44.1 Kubernetes at Scale: Tested Limits and Real-World Numbers
Right, let’s talk about scale. You’ve probably seen the eye-watering, “look-at-me” conference talk numbers from Google or Netflix about running eleventy-billion pods. That’s great for them. We live in the real world, where your cluster isn’t running on a planet-sized data center and your CFO has questions about the cloud bill. So let’s get practical. What actually breaks first when you push a Kubernetes cluster, and what can you do about it? Forget the theory; these are the pressure points I’ve seen burst in production.
The Control Plane: Your First Bottleneck
The API Server is the brain, and it’s a chatty one. Every single thing that happens in your cluster—every kubectl command, every pod creation, every background list/watch—is an HTTP request to it. Its performance is almost entirely a function of two things: etcd’s health and the sheer number of concurrent requests.
The first sign of trouble is usually increased API server latency. You’ll see kubectl commands hanging, or your GitOps operator (looking at you, ArgoCD) complaining it can’t reconcile. The culprit is often a poorly designed controller or a misconfigured application hammering the API with list requests.
Here’s a classic. Someone deploys an app that does this every 30 seconds:
# Don't do this. This is how you get put on a watchlist.
kubectl get pods --all-namespaces
This is a full dump of the entire pod manifest for every pod, every 30 seconds. It’s brutally inefficient. The right way is to use a watch operation, which opens a single, long-lived connection and gets incremental updates. But for those times you need to poll, at least be polite and filter aggressively.
# Be specific. Your API server will thank you.
kubectl get pods --namespace my-app --label-selector=app=frontend
The real pro move is setting up priority and fairness rules on your API server to ensure a rogue tenant can’t DOS the entire control plane. It’s a bit advanced, but it’s a lifesaver in multi-tenant environments.
etcd: The Beating Heart You Forgot About
The API Server is just the talkative frontman; etcd is the band doing all the work. It’s a consistent, distributed key-value store, and its performance is the absolute foundation of your cluster. If etcd gets slow, the entire cluster gets slow. And then it dies.
The biggest killers of etcd performance are:
- Disk I/O Latency: etcd is log-based. It must fsync writes to disk to be consistent. If you put its storage on some crummy, network-backed storage with high I/O latency, you’ve already lost. This is non-negotiable: etcd needs fast local SSDs.

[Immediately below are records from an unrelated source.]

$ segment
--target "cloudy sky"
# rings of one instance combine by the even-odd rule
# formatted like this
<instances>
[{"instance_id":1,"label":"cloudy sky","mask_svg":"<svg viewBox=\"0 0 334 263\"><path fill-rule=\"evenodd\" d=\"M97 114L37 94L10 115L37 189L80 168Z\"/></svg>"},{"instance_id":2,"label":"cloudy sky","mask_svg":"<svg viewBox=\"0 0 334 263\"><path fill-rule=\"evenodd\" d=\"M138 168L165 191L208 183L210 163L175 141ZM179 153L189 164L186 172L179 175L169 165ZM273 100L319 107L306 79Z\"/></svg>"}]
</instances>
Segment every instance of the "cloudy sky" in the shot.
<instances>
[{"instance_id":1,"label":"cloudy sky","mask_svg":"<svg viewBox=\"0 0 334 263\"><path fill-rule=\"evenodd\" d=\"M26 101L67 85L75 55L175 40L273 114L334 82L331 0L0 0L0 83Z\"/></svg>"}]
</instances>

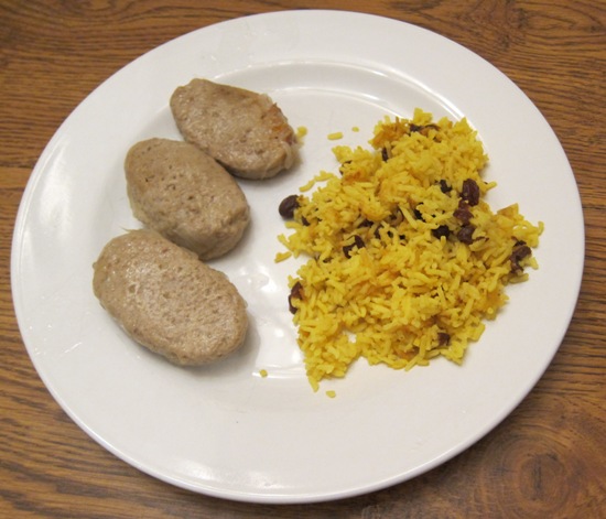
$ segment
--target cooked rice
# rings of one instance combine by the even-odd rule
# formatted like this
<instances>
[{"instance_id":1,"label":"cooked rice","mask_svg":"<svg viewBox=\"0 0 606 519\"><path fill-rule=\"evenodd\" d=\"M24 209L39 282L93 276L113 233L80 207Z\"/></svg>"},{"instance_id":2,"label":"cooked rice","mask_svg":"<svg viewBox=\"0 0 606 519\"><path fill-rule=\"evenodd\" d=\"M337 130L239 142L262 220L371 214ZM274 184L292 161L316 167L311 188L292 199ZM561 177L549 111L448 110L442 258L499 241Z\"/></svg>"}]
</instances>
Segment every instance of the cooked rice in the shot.
<instances>
[{"instance_id":1,"label":"cooked rice","mask_svg":"<svg viewBox=\"0 0 606 519\"><path fill-rule=\"evenodd\" d=\"M434 123L418 109L380 121L370 144L334 148L338 174L301 188L315 187L280 236L309 258L289 285L314 390L359 357L407 370L437 356L461 364L507 302L506 285L537 268L529 252L543 225L516 204L491 212L484 195L496 184L480 176L488 158L466 119Z\"/></svg>"}]
</instances>

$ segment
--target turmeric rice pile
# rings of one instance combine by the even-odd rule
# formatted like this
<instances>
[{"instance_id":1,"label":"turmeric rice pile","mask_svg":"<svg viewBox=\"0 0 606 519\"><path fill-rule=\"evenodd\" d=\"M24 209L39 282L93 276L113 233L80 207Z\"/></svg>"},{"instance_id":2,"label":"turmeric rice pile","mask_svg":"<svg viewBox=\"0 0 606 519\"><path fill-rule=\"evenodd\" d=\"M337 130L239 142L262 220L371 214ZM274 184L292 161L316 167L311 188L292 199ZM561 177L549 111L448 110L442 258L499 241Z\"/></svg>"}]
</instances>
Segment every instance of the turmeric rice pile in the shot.
<instances>
[{"instance_id":1,"label":"turmeric rice pile","mask_svg":"<svg viewBox=\"0 0 606 519\"><path fill-rule=\"evenodd\" d=\"M304 255L289 279L310 383L344 377L359 357L396 369L443 356L461 364L505 288L537 268L543 225L517 204L493 213L488 158L466 119L420 109L386 118L371 148L334 148L338 173L321 172L285 199L289 236L277 261Z\"/></svg>"}]
</instances>

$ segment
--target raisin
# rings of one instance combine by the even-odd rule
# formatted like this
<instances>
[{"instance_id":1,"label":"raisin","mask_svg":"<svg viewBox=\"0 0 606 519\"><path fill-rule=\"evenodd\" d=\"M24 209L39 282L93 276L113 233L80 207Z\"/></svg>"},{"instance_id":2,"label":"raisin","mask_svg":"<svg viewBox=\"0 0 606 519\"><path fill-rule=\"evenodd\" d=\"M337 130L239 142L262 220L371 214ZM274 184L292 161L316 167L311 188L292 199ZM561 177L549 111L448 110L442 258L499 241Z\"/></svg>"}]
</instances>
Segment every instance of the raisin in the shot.
<instances>
[{"instance_id":1,"label":"raisin","mask_svg":"<svg viewBox=\"0 0 606 519\"><path fill-rule=\"evenodd\" d=\"M474 242L474 230L476 230L476 228L470 225L470 224L467 224L467 225L464 225L461 230L456 234L456 237L458 238L458 241L463 242L463 244L466 244L466 245L469 245L469 244L473 244Z\"/></svg>"},{"instance_id":2,"label":"raisin","mask_svg":"<svg viewBox=\"0 0 606 519\"><path fill-rule=\"evenodd\" d=\"M472 206L479 204L479 186L475 180L465 179L463 181L461 197Z\"/></svg>"},{"instance_id":3,"label":"raisin","mask_svg":"<svg viewBox=\"0 0 606 519\"><path fill-rule=\"evenodd\" d=\"M297 195L290 195L286 196L278 207L278 212L280 213L280 216L282 218L293 218L294 217L294 210L299 207L299 196Z\"/></svg>"},{"instance_id":4,"label":"raisin","mask_svg":"<svg viewBox=\"0 0 606 519\"><path fill-rule=\"evenodd\" d=\"M458 207L453 213L454 217L463 225L467 225L472 217L474 216L472 212L469 210L469 204L465 201L458 201Z\"/></svg>"},{"instance_id":5,"label":"raisin","mask_svg":"<svg viewBox=\"0 0 606 519\"><path fill-rule=\"evenodd\" d=\"M354 242L350 244L350 245L346 245L343 248L343 253L345 255L346 258L350 258L351 257L351 250L354 250L356 248L361 249L362 247L365 247L364 240L359 236L356 235L354 237Z\"/></svg>"},{"instance_id":6,"label":"raisin","mask_svg":"<svg viewBox=\"0 0 606 519\"><path fill-rule=\"evenodd\" d=\"M431 234L433 236L435 236L437 239L444 237L444 238L447 238L451 234L451 229L448 229L448 226L447 225L441 225L440 227L437 227L436 229L433 229L431 231Z\"/></svg>"},{"instance_id":7,"label":"raisin","mask_svg":"<svg viewBox=\"0 0 606 519\"><path fill-rule=\"evenodd\" d=\"M453 191L453 186L448 185L448 183L445 180L440 181L440 191L444 194L450 193Z\"/></svg>"}]
</instances>

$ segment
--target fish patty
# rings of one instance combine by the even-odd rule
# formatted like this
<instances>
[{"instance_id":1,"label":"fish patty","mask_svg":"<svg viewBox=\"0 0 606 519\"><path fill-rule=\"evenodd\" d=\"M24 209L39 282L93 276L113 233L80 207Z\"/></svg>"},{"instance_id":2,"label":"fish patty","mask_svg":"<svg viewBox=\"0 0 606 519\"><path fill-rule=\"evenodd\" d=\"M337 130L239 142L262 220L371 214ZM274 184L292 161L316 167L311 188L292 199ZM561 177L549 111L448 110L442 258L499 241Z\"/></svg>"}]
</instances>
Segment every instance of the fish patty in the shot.
<instances>
[{"instance_id":1,"label":"fish patty","mask_svg":"<svg viewBox=\"0 0 606 519\"><path fill-rule=\"evenodd\" d=\"M150 229L111 239L94 263L101 305L136 342L183 366L244 343L246 303L223 273Z\"/></svg>"},{"instance_id":2,"label":"fish patty","mask_svg":"<svg viewBox=\"0 0 606 519\"><path fill-rule=\"evenodd\" d=\"M269 179L295 161L296 136L267 95L196 78L170 105L185 140L234 175Z\"/></svg>"},{"instance_id":3,"label":"fish patty","mask_svg":"<svg viewBox=\"0 0 606 519\"><path fill-rule=\"evenodd\" d=\"M194 144L170 139L138 142L125 161L134 216L202 260L218 258L241 239L250 221L234 177Z\"/></svg>"}]
</instances>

- Large Kubernetes Objects: I once saw a 5MB ConfigMap break a cluster. No, really. The etcd request size is limited (default is 1.5MB). A few large objects can fill up its database quota, but more importantly, they make every serialization/deserialization operation slower. Keep your Secrets, ConfigMaps, and especially your CRDs lean. Don’t stick a 2MB XML dump in a ConfigMap; use a volume or an object store.
- Too Many Watchers: Every active watch on a resource consumes memory in etcd. Thousands of watches from various controllers can add up. You can’t avoid this, but you can be mindful of it.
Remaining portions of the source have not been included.